Let $a_1,a_2,\ldots,a_n,\ldots$ be any permutation of all positive integers. Prove that there exist infinitely many positive integers $i$ such that $\gcd(a_i,a_{i+1})\leq \frac{3}{4} i$.
Problem
Source: China TST 2011 - Quiz 3 - D2 - P2
Tags: ceiling function, floor function, number theory unsolved, number theory
21.05.2011 01:22
The hidden content is a proof for existence of an $i$. However, I think you can modify it a little to show that there are infinitely many $i$'s.
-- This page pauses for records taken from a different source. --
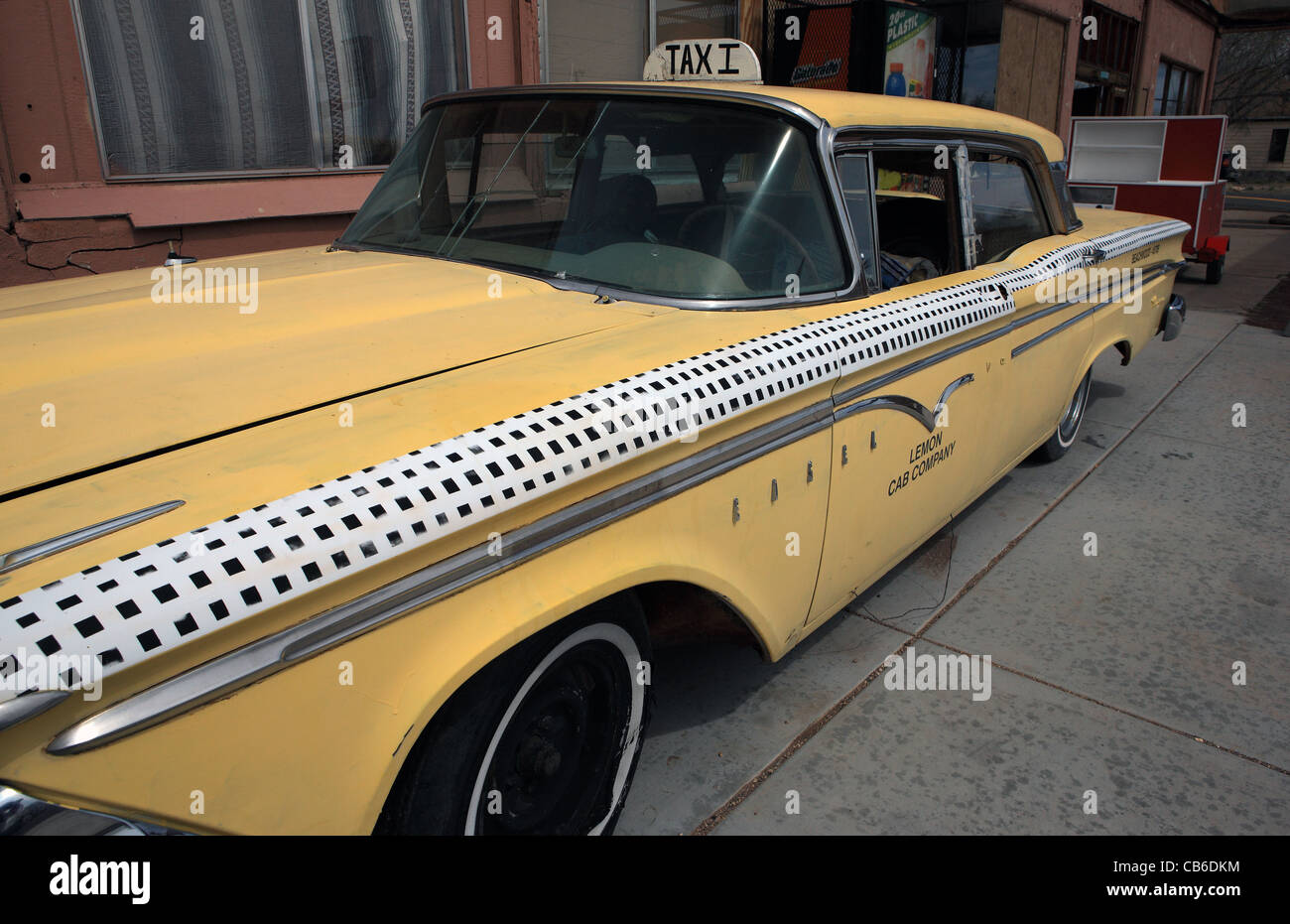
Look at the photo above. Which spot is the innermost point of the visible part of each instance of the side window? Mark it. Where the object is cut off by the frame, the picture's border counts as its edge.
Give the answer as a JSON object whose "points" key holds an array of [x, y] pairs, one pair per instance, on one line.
{"points": [[1006, 211], [915, 202], [852, 172]]}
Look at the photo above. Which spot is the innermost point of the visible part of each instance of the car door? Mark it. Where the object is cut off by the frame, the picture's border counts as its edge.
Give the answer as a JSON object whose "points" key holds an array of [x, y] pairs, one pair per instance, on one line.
{"points": [[919, 416], [1052, 327]]}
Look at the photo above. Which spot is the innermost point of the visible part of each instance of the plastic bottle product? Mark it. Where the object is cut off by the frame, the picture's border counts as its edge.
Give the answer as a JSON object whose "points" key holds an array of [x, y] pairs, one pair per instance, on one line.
{"points": [[919, 86], [895, 80], [930, 73]]}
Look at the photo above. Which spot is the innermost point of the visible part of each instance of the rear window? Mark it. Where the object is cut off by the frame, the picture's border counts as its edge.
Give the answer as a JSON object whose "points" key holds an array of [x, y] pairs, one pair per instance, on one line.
{"points": [[1063, 195], [1006, 211]]}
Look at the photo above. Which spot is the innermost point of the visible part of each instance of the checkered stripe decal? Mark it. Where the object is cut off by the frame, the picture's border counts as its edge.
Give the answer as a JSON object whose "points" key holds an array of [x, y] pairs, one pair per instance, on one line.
{"points": [[133, 606]]}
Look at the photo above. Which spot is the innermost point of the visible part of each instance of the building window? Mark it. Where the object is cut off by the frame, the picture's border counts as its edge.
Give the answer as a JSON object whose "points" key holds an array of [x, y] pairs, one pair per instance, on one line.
{"points": [[1277, 149], [1104, 67], [696, 20], [1175, 89], [609, 39], [239, 85]]}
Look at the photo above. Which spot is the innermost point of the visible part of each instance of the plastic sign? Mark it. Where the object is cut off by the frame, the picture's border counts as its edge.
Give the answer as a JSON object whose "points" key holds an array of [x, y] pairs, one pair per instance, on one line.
{"points": [[704, 60]]}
Many apologies for this mistake. (It is easy to change my incomplete proof to show that for any $\gamma > \frac{3}{4}$, there exist infinitely many $i$ such that $\gcd\left(a_i,a_{i+1}\right) < \gamma i$.)
26.05.2011 15:35
17.02.2012 21:28
Assume for the sake of contradiction that there exists a positive integer $N$ such that $\gcd(a_i,a_{i+1})>3i/4\forall{i\ge N}$, and let $M=\max(a_1,\ldots,a_{N-1})$. We will repeatedly use the fact that $\min(a_i,a_{i+1})\ge 1+\lfloor{3i/4}\rfloor$ and $\max(a_i,a_{i+1})\ge 2+2\lfloor{3i/4}\rfloor$ for all $i\ge N$. (*) Now take a sufficiently large $n>M,N$ with $\{1,2,\ldots,M\}\subseteq\{a_1,\ldots,a_N,\ldots,a_{4m-1}\}$. Clearly we have $|\{1,2,\ldots,M\}\cap\{a_1,\ldots,a_{N-1}\}| = N-1$, so $|\{1,2,\ldots,M\}\cap\{a_N,\ldots,a_{4n-1}\}| = M-N+1$ and \begin{align*} |\{M+1,\ldots,6n\}\cap\{a_1,\ldots,a_{4n-1}\}| &=|\{M+1,\ldots,6n\}\cap\{a_N,\ldots,a_{4n-1}\}| \\ &\le 4n-1-N+1-(M-N+1)=4n-M-1. \end{align*}On the other hand, if $a_i\le 6n$, then by (*) and the fact that $1+\lfloor{3(8n)/4}\rfloor=1+6n$ we have $i\le 8n-1$. Furthermore, if $4n\le i\le 8n-1$, then $\max(a_i,a_{i+1})\ge 2+2\lfloor{3(4n)/4}\rfloor=2+6n$, so we can't have $a_i,a_{i+1}\le 6n$. Thus \begin{align*} 6n-M=|\{M+1,\ldots,6n\}\cap\{a_i\}_{i=1}^{\infty}| &=|\{M+1,\ldots,6n\}\cap\{a_i\}_{i=N}^{8n-1}| \\ &\le (4n-M-1)+\frac{8n-1-4n+1}{2}=6n-M-1, \end{align*}contradiction.
04.05.2015 18:02
How much can the bound $ 3/4 $ be lowered?
08.08.2019 08:01
One can prove the constant is at least $\frac{1}{2}$ by constructing a sequence. However, the 'best' constant I know so far is $\sqrt{3}-1$, which is far from $1/2$.
08.03.2020 08:20
Using techniques similar to math154's we can replace the constant with $\frac{8}{11}(<\sqrt{3}-1)$.
27.01.2021 15:35
Here's a pretty quick proof for the original problem: Suppose there exists a positive integer $N$ such that $\gcd(a_i,a_{i+1})>3i/4\forall{i\ge N}$, then using the fact that all integers appears at least once in the sequence, we have that for any $k>N$, all integers from $1$ to $3k$ must appear among $a_1,a_2,\ldots a_{4k-1}$. Let $S_k = \{1,2,\ldots 3k\}$. Hence among $a_{2k},a_{2k+1},\ldots a_{4k-1}$ we can find at least $k+1$ of them belonging to $S_k$, thus there must exist $i$ with $2k\le i \le 4k-2$ such that $a_i, a_{i+1}$ both belong to $S_k$. Then since $a_i$ and $a_{i+1}$ are distinct, $\gcd(a_i,a_{i+1})\le \frac{3k}{2} = \frac{3}{4} (2k)$ and we are done.